In the half court, the Hoosiers seemed content to go with a zone offense that featured lots of side-top-side ball movement with the high and low posts filled in an attempt to overload the strong side. Because so many long, athletic players fill out Syracuse’s aggressive 2-3 zone — one that also features traps on the wing and short corner — passive ball movement around the perimeter plays right into their hands. Against less athletic zones, this basic scheme may have been the ideal strategy, but trying it against Syracuse was a disaster and led to 18 Hoosier turnovers.
That scheme choice by Crean also led to a number of high-post catches for his star center, Cody Zeller. But Zeller was completely overwhelmed in that area of the floor as the length, size, and quickness of Syracuse’s interior defenders, particularly Baye Keita, in very limited space (Zeller was basically playing one-on-three in an area the size of the lane) gave him loads of problems when he tried to attack from that spot on the floor. This offense also made it impossible to score quickly during the final third of the game, when Indiana badly needed good, quick shots.
Though Will Sheehey ultimately draws a foul on the play, the Hoosiers wasted nearly the entire shot clock before it happened.
While the team did try to ball-screen the top of the zone, a solution for the Hoosiers might have been running more ball screens with the specific intention of countering the aggressive zone by throwing back to the weak side. When Indiana actually did run pick-and-rolls, their guards often blindly pushed the ball toward the front side (strong side) of the play, feeding right into Syracuse’s overload principles.
By having their guards swing the ball back behind the screen, Crean could have instructed a perimeter player to attack a gap, shoot a 3, or enter the ball in to Zeller after his roll gave him deep post positioning.
The problems for the Hoosiers weren’t all on the offensive side of the floor, either.
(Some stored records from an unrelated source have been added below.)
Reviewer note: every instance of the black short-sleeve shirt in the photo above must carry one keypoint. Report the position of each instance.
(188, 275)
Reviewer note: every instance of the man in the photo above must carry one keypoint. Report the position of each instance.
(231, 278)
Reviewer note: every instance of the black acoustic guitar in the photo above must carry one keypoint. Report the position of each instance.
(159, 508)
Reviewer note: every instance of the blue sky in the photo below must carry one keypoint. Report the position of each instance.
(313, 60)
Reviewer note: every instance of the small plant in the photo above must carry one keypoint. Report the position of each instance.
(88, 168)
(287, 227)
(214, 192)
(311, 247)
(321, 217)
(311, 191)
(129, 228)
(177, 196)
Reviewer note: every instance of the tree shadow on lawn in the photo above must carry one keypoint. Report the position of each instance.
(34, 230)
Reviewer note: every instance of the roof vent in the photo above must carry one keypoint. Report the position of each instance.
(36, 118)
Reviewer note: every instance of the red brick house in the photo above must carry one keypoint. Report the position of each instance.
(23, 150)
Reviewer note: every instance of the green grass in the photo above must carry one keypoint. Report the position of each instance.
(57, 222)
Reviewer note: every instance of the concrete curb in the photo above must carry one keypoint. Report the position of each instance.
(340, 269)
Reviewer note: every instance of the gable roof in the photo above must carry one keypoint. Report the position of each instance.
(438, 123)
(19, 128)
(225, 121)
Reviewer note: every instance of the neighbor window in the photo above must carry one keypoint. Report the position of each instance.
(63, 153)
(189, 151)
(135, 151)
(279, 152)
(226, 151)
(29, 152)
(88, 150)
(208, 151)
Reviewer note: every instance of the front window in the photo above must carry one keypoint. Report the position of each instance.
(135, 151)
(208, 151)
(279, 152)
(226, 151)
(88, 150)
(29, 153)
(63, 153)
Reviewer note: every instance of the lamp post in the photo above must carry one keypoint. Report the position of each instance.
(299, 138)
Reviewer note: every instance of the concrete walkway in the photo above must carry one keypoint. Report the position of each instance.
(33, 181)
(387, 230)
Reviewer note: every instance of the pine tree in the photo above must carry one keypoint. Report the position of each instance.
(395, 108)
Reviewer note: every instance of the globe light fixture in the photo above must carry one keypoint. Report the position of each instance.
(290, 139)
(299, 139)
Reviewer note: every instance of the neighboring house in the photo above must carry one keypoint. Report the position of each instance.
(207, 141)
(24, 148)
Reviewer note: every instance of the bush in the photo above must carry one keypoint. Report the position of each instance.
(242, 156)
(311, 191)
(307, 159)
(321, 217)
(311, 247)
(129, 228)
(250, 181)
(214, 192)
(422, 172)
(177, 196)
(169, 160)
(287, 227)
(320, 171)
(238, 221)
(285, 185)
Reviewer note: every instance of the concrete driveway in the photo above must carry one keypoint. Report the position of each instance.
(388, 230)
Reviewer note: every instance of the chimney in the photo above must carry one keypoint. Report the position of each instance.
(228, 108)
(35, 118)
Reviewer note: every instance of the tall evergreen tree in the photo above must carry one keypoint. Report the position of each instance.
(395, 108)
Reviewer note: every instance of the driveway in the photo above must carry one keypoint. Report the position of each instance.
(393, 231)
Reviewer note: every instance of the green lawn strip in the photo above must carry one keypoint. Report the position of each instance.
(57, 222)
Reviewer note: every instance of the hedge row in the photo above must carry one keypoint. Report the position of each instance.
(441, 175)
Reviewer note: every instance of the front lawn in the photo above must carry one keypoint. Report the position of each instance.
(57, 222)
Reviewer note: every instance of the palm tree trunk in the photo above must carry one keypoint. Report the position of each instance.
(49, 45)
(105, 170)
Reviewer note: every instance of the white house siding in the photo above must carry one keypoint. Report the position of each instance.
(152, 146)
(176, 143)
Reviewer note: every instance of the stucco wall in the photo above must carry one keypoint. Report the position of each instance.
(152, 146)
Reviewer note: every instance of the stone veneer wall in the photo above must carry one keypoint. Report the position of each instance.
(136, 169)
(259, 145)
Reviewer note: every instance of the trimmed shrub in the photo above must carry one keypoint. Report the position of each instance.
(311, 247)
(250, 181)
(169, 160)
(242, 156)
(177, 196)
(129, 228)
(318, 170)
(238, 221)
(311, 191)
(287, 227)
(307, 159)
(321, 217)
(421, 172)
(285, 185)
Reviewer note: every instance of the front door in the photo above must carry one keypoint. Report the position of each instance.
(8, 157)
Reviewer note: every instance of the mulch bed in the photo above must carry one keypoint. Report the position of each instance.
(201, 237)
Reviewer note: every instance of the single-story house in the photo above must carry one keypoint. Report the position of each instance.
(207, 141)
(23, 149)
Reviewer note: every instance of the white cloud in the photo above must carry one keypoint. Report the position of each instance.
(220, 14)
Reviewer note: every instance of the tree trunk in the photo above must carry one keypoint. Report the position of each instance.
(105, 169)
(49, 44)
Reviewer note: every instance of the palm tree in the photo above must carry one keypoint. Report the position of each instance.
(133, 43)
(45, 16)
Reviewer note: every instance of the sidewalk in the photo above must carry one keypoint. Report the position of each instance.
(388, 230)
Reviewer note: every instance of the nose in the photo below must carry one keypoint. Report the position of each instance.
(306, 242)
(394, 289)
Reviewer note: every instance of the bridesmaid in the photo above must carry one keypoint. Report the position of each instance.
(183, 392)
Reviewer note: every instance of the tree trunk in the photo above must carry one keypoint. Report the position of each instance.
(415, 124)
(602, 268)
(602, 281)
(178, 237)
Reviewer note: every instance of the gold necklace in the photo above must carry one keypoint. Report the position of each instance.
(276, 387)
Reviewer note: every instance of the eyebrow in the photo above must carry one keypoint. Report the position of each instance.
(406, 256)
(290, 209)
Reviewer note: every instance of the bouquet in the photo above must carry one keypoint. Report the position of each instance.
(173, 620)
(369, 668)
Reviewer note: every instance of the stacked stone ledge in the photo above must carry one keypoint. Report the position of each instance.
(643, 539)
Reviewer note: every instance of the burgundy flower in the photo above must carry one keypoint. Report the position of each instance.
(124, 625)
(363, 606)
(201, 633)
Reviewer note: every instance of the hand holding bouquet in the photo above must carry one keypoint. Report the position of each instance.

As result of a combination of both poor planning and poor execution, Brandon Triche and Michael Carter-Williams carved up the Indiana defense in middle pick-and-rolls.
It certainly didn’t help that Carter-Williams picked a bad time (if you’re Indiana) to find an outside shooting stroke (the sophomore guard drained two long 2s and two 3s last night despite being a poor outside shooter), but regardless, the Hoosiers just couldn’t stop this action enough to stay in a game in which they were struggling to score.